Editor’s note: Retired N.C. State economist Dr. Michael Walden is an economist and regular contributor to WRAL TechWire which asked him for his assessment of the latest inflation data released Friday. He sounded grim warnings. 

“The various measures of inflation are all saying the same thing – inflation continues to be uncomfortably high, and it doesn’t look like inflation will return to an “acceptable level’ – such as 2% – anytime soon.,” Walden said.

“This means the Federal Reserve will continue to raise interest rates several more times, with the upcoming rate hike likely being another 0.75 percentage point rise.”

The Fed meets next week.

“More rate hikes will lead to more slowing in the the economy, with the ultimate outcome likely being an ‘official’ recession sometime in 2023,” Walden added. He has argued that the U.S. is not in a recession, citing an increasing GDP and strong employment.
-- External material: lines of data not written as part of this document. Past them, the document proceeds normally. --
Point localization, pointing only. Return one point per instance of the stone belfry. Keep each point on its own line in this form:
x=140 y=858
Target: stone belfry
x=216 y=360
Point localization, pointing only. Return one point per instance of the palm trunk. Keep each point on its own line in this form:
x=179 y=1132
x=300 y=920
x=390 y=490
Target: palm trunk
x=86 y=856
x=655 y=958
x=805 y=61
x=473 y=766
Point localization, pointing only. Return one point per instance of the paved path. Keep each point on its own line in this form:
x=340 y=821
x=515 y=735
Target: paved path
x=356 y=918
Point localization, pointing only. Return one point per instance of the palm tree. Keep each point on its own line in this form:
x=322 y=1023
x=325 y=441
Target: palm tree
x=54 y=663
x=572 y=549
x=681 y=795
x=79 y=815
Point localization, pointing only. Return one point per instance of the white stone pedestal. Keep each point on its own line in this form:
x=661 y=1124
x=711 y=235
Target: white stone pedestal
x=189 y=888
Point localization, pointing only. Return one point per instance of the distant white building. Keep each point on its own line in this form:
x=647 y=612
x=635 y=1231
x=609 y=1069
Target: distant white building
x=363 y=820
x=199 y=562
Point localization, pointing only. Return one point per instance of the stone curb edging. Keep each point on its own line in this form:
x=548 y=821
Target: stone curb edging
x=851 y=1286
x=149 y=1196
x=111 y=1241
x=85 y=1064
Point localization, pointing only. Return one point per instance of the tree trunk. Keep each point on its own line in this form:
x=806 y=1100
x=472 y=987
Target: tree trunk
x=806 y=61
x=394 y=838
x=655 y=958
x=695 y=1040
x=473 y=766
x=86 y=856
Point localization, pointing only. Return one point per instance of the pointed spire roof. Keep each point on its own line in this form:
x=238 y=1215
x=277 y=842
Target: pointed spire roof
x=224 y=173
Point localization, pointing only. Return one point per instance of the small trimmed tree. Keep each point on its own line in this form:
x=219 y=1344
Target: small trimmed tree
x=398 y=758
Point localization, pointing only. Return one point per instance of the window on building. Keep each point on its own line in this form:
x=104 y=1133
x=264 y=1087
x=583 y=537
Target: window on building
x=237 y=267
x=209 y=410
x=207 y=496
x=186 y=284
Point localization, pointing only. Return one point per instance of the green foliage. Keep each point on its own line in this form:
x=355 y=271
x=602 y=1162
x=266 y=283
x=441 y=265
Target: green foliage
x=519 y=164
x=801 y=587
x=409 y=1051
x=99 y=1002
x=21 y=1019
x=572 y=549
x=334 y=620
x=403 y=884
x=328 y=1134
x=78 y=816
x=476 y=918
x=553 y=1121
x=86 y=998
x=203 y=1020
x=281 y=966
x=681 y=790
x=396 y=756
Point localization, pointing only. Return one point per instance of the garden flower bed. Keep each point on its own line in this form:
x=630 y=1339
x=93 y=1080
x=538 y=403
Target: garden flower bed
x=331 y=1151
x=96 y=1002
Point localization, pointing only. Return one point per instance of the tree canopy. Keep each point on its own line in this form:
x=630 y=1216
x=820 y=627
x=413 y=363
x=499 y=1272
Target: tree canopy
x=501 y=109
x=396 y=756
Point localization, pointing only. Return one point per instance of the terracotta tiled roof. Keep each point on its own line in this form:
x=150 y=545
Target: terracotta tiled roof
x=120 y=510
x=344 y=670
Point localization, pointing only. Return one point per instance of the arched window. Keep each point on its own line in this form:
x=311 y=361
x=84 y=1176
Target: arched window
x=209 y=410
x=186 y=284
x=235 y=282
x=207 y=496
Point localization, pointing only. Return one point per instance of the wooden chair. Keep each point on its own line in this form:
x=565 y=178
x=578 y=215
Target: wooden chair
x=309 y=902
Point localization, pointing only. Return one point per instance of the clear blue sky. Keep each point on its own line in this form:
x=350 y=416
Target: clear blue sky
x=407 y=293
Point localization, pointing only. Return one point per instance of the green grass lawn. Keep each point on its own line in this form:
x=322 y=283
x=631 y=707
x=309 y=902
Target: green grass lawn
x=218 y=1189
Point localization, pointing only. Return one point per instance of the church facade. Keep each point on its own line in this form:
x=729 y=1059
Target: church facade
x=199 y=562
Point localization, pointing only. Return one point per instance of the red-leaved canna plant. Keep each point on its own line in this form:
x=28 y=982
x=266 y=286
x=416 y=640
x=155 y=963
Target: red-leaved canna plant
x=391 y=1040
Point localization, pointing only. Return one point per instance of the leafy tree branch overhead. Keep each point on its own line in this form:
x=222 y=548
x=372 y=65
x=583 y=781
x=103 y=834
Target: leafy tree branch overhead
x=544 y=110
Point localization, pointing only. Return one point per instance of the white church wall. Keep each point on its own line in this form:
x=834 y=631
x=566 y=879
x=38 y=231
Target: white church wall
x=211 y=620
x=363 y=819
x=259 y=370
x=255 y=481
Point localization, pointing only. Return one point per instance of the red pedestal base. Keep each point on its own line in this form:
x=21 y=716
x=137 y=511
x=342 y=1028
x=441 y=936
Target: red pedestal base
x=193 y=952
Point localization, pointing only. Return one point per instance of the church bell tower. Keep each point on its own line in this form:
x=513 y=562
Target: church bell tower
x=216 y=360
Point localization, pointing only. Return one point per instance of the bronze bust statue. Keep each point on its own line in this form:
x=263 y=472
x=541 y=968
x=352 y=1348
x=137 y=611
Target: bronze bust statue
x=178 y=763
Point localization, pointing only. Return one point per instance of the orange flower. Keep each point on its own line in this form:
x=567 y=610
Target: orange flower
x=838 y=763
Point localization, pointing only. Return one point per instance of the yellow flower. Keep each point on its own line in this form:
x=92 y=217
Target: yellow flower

Inflation keeps rising; fed could raise interest rates again

Big jump in unemployment ahead?

“Recessions often lead to reductions in employment, which add  more challenges to household budgets already impacted by prices rising more than salaries.  While some economists think we will have a “unique” recession that avoids job cuts, I think this is too optimistic of a view,” he warned.

“I forecast the unemployment rate will ultimately increase to 5% or 5.5% from its current level of around 3.5%.

There are currently 5.8 million unemployed, federal data shows.

The last time unemployment rate was at 5% was in August 2021, according to Bureau of Labor Statistics via Data Commons.

Walden is not alone in warning about job losses.

The economy will start losing 175,000 jobs a month, Bank of America warned recently.

Economy to start losing 175,000 jobs a month, Bank of America warns

Less inflation vs. fewer jobs

“A 5% jobless rate is still relatively low – especially for a recession – but that is little solace for individuals who lose their jobs,” Walden added.

“This forecast could turn out to be wrong if the Fed decides to abandon its 2% inflation goal and settle for something higher, like 4% or 5%.   If unemployment rises as a result of the Fed’s rate hike, the Fed will likely come under pressure from some groups to back off and accept a higher inflation goal.  This could leave us with a lower unemployment rate but a higher inflation rate.
“If unemployment reaches that level, that’s why there will be push-back.
“The next three to four months will be crucial to the outcome in the efforts to reduce the inflation rate.”